A great example Jared used was the hot water in a hotel. Modern hotels spend a fortune ensuring that every room has hot water instantly available, night and day. The boiler in the basement is going all night and day and there are recirculating heat pumps on every floor to circulate water throughout the pipes to keep it hot. Now, no customer is going to rave on Twitter or TripAdvisor about how good the hot water in their hotel was, but if it wasn’t there, or it wasn’t hot enough, or took too long to get hot, you bet there would be a complaint, and a loud one.
No matter how much effort you put into this feature you will only ever be able to meet basic expectations. Investment in this area is all about downside protection. This doesn’t make them any less important, but it becomes crucial to understand at what point you’ve met the users’ expectations and to stop there. Any further development is a wasted effort.
One challenge with basic expectations is that a user will never tell you about them. If you sat someone down and asked them to design their perfect hotel they’d probably talk about comfortable beds, a nice TV, maybe the view, etc. They would never think to mention that they’d expect to be able to have a hot shower at 3am. You have to observe and research to find these basic expectations.
Delightful Features
At the opposite end of the spectrum are features that delight the user. These score very highly on satisfaction and in many cases may not take as much investment. Small incremental improvements here have an outsized impact on customer satisfaction.
Returning to the hotel example, you can see a lot of features that were developed to delight the customer – from the concierge to a complimentary glass of wine on arrival to the Doubletree Hilton chain that has made giving every customer a freshly baked chocolate chip cookie on check-in a central part of their experience. They bake and give out more than 60,000 cookies per day. Checking in can be a delight when you get a freshly baked cookie to go with the paperwork.
The beauty is that these features can deliver so much more user satisfaction per unit of investment than basic features. That cookie probably costs pennies compared to the hundreds of thousands of dollars spent to build and maintain the hot water system in the hotel.
Migration From Delight To Expectation
One of the most challenging aspects of the Kano model is that it predicts that all features will migrate from delightful to basic expectations. Once a user has come to expect that delightful feature – whether because you’ve had it for a while or because all their other products have it – the feature has become something they expect. The absence of that feature would now be a frustration, and you need to discover new delightful features.

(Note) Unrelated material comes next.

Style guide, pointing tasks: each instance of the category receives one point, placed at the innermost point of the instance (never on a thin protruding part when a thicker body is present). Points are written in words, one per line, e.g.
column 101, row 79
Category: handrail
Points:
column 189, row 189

By giving everyone a cookie every time they check in, and making it part of their brand promise and advertising, the cookies stop being special. Pretty soon their guests just expect the cookie and cease to be surprised or delighted by it. Again, they’d probably be pretty cross if they didn’t get it though.
Lessons For Product Managers
- Define your users’ needs in light of the Kano model. What are the basic expectations that they simply expect to be there and where would the absence of these features lead to frustration?
- Map your products and features against the Kano model. Which features are meeting basic expectations? Only invest in developing or maintaining those to the extent that you need to satisfy the customer. Which features are your delighters? Focus your efforts here and make sure you’re constantly developing new ones.
- Monitor your customer satisfaction and competition to ensure that features you think delight users haven’t slid into basic expectations and no longer help your customer satisfaction.
- Find and focus on sustainable delighters that truly differentiate your product and continue to deliver customer satisfaction over time.